In the book that details the history of Underland from beginning to end, there is a girl named Alice who brings about the defeat of the evil queen. The White Rabbit is convinced she is the right Alice, but she is not so certain. There is not much time to consider it, for the queen has come after them and in the ensuing chaos, most of her friends are captured and taken back to the palace for interrogation. Alice must wander through Underland on her own, a journey that inevitably takes her to the tea party where the Mad Hatter (Johnny Depp) is waiting for her. Formerly one of the White Queen's most trusted companions, he wants nothing more than to see goodness and right restored to the realm. He, Alice, the Cheshire Cat, and a host of other talking creatures embark on a grand adventure to liberate Underland, risking their lives and sanity in the process.
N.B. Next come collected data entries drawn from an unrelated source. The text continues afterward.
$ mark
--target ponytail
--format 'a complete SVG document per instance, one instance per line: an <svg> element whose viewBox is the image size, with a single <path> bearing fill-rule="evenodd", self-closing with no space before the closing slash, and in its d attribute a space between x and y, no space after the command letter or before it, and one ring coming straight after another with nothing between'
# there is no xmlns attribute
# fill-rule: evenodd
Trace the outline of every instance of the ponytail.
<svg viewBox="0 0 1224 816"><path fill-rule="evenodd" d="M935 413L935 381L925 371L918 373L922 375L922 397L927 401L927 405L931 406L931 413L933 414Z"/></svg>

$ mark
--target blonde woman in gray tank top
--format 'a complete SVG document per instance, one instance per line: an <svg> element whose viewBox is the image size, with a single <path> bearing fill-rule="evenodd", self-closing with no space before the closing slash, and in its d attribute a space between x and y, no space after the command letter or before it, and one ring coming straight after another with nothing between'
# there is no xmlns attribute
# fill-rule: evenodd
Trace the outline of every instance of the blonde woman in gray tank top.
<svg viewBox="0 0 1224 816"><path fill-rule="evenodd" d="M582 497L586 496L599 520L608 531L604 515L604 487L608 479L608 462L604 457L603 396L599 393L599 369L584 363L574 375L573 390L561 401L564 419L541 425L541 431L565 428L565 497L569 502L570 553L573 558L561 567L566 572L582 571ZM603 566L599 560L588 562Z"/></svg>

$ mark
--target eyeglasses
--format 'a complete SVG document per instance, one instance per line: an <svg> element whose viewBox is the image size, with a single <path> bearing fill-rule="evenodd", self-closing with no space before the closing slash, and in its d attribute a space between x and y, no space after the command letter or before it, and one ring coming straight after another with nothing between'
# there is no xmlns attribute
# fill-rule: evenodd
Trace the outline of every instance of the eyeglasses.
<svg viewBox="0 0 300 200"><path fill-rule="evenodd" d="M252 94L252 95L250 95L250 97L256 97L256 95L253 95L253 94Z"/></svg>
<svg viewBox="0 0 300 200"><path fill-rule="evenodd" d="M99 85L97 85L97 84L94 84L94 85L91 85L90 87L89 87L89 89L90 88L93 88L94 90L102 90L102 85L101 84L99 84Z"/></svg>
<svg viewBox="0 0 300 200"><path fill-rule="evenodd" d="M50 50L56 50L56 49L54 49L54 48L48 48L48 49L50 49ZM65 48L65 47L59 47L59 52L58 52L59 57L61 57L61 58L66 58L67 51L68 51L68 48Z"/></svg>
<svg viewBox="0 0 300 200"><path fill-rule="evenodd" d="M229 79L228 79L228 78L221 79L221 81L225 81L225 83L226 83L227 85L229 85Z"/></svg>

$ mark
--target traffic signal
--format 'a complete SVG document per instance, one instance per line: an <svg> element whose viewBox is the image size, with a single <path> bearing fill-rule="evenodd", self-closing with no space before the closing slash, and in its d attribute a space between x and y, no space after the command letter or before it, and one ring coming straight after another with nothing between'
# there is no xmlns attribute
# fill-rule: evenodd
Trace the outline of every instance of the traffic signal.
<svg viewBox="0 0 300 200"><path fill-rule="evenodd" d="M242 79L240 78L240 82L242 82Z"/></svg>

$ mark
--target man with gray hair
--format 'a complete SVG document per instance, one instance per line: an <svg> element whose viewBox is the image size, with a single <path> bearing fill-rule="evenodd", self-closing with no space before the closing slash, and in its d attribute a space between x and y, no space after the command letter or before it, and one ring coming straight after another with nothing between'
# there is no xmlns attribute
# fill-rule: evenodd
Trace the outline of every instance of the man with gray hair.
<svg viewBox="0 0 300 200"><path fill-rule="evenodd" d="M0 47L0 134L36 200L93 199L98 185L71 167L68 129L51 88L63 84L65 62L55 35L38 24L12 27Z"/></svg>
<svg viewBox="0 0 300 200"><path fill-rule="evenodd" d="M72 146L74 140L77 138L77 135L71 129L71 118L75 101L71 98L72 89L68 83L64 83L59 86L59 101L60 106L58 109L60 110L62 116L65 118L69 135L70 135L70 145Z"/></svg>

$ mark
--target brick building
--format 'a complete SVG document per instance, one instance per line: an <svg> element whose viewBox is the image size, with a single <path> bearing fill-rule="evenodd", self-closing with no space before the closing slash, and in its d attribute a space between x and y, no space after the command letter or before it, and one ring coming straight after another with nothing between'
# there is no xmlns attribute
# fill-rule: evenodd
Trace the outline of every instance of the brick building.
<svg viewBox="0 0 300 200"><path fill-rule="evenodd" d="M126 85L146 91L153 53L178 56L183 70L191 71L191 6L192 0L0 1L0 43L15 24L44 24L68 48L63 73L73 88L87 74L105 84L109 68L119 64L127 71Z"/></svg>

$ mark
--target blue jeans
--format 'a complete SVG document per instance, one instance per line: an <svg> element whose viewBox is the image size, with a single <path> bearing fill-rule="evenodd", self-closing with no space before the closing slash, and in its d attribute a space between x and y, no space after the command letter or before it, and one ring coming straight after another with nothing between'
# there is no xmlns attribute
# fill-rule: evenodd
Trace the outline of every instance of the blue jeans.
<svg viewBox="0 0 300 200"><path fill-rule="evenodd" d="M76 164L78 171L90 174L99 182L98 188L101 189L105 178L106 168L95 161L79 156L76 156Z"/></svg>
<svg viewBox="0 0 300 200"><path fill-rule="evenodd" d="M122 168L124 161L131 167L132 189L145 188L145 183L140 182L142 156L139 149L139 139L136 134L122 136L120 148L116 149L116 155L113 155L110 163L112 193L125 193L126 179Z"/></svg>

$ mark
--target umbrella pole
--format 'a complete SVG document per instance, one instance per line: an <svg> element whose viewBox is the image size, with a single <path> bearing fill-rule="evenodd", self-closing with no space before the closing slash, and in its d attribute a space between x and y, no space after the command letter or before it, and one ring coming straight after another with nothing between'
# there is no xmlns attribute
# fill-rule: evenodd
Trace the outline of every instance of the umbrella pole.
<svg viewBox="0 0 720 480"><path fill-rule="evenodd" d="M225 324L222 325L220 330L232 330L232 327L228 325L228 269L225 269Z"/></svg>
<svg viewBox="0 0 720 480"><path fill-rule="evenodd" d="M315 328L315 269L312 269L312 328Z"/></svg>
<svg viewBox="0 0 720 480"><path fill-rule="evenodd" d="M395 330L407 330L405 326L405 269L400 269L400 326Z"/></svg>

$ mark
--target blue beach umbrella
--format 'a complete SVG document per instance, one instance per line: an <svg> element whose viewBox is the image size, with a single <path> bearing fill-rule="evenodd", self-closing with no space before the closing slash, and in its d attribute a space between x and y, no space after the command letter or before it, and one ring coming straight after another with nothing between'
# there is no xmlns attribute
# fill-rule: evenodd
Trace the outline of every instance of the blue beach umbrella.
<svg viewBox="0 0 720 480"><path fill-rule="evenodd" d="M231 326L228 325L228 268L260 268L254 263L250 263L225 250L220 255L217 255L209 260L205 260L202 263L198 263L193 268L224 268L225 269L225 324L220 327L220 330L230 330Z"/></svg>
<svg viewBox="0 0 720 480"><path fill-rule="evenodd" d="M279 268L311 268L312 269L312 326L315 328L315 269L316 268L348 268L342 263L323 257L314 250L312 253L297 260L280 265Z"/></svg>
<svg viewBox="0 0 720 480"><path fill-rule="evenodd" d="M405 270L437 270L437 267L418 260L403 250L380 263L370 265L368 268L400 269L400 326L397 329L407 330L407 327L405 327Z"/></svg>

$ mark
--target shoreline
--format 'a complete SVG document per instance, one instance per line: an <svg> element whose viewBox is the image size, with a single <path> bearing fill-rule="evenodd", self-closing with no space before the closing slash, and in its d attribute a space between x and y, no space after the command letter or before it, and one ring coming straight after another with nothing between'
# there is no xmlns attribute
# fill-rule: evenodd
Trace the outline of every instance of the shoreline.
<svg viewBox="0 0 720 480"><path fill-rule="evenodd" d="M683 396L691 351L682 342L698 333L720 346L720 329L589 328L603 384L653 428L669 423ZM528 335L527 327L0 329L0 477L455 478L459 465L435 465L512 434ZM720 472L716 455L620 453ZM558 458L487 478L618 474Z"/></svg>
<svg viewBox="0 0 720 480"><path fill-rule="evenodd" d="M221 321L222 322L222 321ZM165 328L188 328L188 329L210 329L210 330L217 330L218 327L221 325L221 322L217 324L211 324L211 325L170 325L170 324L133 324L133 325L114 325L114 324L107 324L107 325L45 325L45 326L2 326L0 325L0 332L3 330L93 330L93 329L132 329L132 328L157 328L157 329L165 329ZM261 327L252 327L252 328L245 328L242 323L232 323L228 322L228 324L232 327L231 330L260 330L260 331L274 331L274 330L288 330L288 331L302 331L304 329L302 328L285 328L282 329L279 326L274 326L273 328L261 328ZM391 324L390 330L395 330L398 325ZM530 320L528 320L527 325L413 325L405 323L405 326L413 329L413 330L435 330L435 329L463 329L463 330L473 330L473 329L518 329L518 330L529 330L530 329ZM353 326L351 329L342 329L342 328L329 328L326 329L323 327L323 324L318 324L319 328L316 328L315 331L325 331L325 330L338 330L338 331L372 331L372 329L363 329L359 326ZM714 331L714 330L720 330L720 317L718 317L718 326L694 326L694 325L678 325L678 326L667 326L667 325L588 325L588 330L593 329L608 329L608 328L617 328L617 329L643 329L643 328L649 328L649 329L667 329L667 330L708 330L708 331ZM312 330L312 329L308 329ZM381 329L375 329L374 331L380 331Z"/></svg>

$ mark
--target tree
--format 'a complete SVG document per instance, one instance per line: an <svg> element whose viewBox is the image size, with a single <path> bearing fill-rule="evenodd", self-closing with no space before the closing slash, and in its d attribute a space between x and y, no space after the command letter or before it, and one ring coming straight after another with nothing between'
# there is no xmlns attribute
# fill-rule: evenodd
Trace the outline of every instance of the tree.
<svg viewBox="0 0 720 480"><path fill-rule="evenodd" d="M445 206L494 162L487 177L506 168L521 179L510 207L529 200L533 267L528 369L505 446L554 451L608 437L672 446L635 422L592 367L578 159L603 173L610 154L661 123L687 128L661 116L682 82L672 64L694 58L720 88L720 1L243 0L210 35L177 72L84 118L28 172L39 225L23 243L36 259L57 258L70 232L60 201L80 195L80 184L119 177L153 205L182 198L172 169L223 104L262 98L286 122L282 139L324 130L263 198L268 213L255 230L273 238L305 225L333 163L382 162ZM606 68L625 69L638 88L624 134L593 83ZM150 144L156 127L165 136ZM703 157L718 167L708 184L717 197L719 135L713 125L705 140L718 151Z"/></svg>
If you have grown up not much caring for the original Disney film, you are in for a magnificent surprise. Everything that was delightful about the original has been reproduced here, but in the context of a much stronger storyline and improvements on the characters. It is a controversial move to take a much older Alice and throw her into the mist of "Underland," but it is a risk that pays off. She is no longer a child and so can become a warrior in her own right. It is fun to see her grow and shrink, to use her mind and cunning but also her compassion to win over various creatures to her cause, and inevitably become a genuine heroine. Newcomer Mia Wasikowska is a reasonable Alice; she seems to lack a bit of personality in the beginning but the audience grows accustomed to her and by the end she has more spunk. There is a delightful cast of supporting voices that include the talents of Alan Rickman and Michael Sheen, among others. Bonham-Carter is terrific as the ferocious and axe-happy queen, while Anne Hathaway is delicious as her overly cheerful sister, but the movie really does belong (once again) to Johnny Depp. He is a scene-stealer and the Hatter is a brilliant role for him.
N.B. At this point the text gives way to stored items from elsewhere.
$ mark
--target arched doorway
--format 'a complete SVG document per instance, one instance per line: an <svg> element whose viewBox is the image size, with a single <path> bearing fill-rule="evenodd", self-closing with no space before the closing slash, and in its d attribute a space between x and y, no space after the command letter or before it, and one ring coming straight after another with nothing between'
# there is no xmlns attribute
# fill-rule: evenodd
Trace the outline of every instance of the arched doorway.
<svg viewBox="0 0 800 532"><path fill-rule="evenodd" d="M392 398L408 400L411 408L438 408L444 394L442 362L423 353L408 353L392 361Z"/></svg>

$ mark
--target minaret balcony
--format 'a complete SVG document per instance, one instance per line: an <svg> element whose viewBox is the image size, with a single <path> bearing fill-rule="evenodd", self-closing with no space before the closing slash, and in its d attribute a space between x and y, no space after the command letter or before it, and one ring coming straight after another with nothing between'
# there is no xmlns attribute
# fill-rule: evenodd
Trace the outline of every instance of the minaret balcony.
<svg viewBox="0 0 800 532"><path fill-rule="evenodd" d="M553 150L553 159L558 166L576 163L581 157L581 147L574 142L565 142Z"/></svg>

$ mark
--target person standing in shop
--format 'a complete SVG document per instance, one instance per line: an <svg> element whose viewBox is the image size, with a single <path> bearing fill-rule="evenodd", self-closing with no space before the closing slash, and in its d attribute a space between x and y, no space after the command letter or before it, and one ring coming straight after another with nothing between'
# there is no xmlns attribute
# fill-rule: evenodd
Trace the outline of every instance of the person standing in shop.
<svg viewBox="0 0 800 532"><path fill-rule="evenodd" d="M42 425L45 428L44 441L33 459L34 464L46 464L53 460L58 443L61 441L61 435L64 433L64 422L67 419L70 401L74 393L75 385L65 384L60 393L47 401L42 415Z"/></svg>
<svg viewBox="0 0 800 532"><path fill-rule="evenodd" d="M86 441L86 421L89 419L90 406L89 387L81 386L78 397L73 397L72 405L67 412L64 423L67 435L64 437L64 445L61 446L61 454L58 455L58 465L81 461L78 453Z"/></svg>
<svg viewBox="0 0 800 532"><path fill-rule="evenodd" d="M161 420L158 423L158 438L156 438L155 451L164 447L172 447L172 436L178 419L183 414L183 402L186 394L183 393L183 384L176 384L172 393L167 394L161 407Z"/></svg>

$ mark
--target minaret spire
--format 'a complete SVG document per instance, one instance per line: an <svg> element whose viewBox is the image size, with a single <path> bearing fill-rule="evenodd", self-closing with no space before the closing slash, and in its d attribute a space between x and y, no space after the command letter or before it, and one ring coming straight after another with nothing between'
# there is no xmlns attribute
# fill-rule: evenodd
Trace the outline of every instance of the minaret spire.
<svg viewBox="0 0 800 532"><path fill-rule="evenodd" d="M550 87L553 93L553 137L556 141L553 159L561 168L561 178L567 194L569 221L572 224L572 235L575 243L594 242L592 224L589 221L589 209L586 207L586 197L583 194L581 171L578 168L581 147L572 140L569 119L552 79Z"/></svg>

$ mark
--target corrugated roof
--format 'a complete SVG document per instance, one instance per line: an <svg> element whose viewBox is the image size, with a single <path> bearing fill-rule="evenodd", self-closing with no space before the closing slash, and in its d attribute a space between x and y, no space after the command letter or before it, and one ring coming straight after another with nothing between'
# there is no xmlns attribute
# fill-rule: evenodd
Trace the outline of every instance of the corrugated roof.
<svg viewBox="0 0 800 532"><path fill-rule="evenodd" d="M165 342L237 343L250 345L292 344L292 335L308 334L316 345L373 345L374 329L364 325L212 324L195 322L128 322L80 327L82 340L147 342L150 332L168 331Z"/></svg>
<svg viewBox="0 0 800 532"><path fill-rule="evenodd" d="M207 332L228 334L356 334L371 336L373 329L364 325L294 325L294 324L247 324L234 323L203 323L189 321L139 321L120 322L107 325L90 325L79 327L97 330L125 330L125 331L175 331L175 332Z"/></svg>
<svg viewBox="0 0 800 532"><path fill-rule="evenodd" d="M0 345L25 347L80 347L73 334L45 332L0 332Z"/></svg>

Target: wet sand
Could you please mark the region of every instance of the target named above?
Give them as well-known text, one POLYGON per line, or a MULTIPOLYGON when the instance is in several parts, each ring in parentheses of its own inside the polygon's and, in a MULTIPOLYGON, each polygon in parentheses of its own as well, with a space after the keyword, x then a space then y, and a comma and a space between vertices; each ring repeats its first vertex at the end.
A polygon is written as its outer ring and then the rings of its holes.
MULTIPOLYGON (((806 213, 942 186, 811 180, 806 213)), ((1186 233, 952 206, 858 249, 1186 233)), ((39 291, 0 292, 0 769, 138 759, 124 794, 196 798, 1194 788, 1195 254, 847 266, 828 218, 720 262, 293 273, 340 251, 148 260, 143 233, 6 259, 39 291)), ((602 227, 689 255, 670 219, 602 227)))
Burton fans can expect an eclectic presentation that does not shy away from subtle tributes toward his previous works -- unusually shaped hedges, gnarled and twisted trees, and the occasional hints of morbid humor remind us that he's a director with a slightly demented side. It works very well in the context of this film, which features surreal landscapes and terrific costuming design. It begins as a sensible Victorian tale and spirals into a fantastic world of imagination and color, in which many of the actors have been digitally "tampered with" in order to make them appear odd. Hatter sports an enormous pair of eyes (they really do make him look a bit mad) and the Red Queen has a head that is about four sizes larger than it should be. This story is a far cry from the original but does pay honorable tribute to a children's book that has inspired readers for generations. It delighted me more than I can say and without much effort, may become one of my favorite Victorian fairy tales.

Sexual Content:
There is no sensuality to speak of apart from a passionate kiss and the fact that Alice regularly grows or shrinks out of her clothes; everyone is careful to assist her in finding something to wear and the audience never sees anything inappropriate.
Mild language intrudes on the part of the Cheshire Cat.
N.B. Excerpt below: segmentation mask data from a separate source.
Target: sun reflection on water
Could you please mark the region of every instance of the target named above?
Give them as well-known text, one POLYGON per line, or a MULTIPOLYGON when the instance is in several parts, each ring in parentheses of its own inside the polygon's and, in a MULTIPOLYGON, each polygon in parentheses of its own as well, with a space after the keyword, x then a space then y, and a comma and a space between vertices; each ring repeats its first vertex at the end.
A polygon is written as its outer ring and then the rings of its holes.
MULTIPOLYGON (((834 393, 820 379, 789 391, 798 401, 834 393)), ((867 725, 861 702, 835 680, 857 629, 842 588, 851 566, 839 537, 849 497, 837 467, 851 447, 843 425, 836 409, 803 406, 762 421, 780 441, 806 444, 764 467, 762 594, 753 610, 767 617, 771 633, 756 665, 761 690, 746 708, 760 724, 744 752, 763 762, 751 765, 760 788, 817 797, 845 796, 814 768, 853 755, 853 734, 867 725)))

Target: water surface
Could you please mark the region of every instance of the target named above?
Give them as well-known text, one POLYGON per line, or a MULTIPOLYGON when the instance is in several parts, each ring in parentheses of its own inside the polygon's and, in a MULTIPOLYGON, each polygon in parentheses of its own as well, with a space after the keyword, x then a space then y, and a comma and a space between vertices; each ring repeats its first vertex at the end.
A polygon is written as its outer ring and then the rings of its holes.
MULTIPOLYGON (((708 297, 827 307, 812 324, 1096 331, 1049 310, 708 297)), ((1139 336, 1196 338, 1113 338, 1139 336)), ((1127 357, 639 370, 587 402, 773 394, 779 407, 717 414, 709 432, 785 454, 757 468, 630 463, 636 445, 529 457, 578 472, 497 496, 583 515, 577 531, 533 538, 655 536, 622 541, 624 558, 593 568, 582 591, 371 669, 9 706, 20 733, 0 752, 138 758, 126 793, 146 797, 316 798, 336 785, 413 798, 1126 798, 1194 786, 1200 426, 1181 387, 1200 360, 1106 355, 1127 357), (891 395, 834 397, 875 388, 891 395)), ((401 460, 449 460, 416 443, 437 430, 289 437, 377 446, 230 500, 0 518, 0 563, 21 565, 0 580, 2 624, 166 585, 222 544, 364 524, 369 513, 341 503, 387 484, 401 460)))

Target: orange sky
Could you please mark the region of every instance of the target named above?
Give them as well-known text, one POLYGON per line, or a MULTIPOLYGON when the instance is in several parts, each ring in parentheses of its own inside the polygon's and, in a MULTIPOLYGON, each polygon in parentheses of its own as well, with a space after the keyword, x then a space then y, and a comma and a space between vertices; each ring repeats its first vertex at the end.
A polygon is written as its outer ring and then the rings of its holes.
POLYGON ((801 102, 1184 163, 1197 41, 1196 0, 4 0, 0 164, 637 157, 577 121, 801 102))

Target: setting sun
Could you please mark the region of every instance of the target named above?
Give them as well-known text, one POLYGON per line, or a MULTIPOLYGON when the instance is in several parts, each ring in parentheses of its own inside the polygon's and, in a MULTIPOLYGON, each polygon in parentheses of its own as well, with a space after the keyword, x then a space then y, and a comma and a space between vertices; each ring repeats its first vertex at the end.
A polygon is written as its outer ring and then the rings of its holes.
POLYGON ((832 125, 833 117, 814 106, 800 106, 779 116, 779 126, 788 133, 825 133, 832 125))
The landscape, the queen's penchant for cutting off heads, and several frightening battles with vicious creatures are guaranteed to give little ones nightmares. There are also infrequent moments of gruesomeness -- such as when a mouse stabs another creature's eye out (eventually, it is returned to him and put back in), and Alice slices off the head of a dragon that is attempting to kill her. It bounces down a flight of stairs and lands in an unceremonious heap at the foot of is former owner. (She also cuts out its tongue earlier in their fight.) To reach the castle, she must also leap from one severed head floating in the mote to another.

Magic is referenced in subtle ways -- the prophecy is written into a scroll and foretells future events. Alice eats and drinks things that make her smaller and larger again. In order to shrink her to the right size, the White Queen puts together a potion that involves things like urine and pickled fingers. Blood is collected from the dragon head and given to her with the assurance that it will take her home again.